Los diarios comentan, general, que, si deja este valle de lágrimas, tal vez tenga honras fúnebres proporcionales a su grado. La ministra de Defensa adelantó que, siendo usted acusado de crímenes terribles pero no estando condenado por ninguno, le cabe el beneficio de la duda. Y de ahí los honores, tributo a la presunción de inocencia. Qué incordio, general, deberle el fasto y la circunstancia a la presunción de inocencia, esa mariconada garantista. Usted no se hará drama, los aceptará igual. Ya se comportó como un ladrón de gallinas, simulando, aferrándose a las chicanas más mezquinas, en todas las investigaciones judiciales sobre sus crímenes, sus desfalcos, su enriquecimiento ilícito. La lucha por Occidente no conoce desmayos, en la trinchera no rigen ciertas reglas de caballerosidad, qué tanto.

Qué plomo que está el diario, general. Qué se ha venido haciendo del mundo y sus benefactores. Si hasta sus descendientes de la derecha chilena se han venido despegando de usted y lo harán mucho más tras su muerte. Mancha venenosa, le decimos acá en Argentina.

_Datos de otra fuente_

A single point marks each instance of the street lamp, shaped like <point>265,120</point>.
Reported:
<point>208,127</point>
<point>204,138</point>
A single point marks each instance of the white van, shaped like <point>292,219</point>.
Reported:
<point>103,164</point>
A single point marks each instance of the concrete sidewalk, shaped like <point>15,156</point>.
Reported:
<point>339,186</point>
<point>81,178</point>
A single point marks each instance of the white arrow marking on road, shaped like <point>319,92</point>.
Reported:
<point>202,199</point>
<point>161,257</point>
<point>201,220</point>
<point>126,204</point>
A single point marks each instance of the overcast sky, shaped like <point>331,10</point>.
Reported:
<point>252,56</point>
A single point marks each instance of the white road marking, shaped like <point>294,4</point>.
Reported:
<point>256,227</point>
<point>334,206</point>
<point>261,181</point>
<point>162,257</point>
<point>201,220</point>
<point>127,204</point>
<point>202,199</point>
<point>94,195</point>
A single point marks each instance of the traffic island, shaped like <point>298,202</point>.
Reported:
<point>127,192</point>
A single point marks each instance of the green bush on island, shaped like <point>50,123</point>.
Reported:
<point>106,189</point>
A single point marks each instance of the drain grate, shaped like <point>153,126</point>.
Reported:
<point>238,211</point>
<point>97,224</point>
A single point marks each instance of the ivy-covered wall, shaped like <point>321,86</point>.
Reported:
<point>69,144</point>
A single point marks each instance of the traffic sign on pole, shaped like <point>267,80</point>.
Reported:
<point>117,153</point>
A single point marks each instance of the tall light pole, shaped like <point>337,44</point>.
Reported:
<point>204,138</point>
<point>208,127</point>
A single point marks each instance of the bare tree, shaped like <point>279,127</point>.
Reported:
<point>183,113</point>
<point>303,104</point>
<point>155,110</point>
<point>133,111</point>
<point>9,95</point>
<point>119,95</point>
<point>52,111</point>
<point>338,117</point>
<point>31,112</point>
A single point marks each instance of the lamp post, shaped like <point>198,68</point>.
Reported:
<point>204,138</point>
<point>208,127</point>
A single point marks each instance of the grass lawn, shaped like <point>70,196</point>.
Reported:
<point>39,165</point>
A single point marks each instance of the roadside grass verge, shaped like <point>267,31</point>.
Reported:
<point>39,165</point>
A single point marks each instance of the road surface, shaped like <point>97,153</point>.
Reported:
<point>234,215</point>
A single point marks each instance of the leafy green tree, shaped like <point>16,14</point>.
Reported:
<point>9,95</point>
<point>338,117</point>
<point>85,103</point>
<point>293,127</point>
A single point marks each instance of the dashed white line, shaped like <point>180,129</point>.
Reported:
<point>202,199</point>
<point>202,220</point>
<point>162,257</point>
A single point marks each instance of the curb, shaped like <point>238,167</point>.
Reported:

Por no hablar de los estudiantes chilenos, esos chiquillos que salen a las calles y enfrentan a los carabineros desprovistos del miedo que usted supo calar hasta los huesos.

¿Sabe qué, general? Mejor no lea el diario mientras decide si prorroga su presencia en este valle de lágrimas como lo hizo Francisco Franco (ése sí que era un modelo) o le dice adiós.

Cuídese como pueda, ahórrese la malasangre y prepárese para descansar en paz, que no ha de serle sencillo.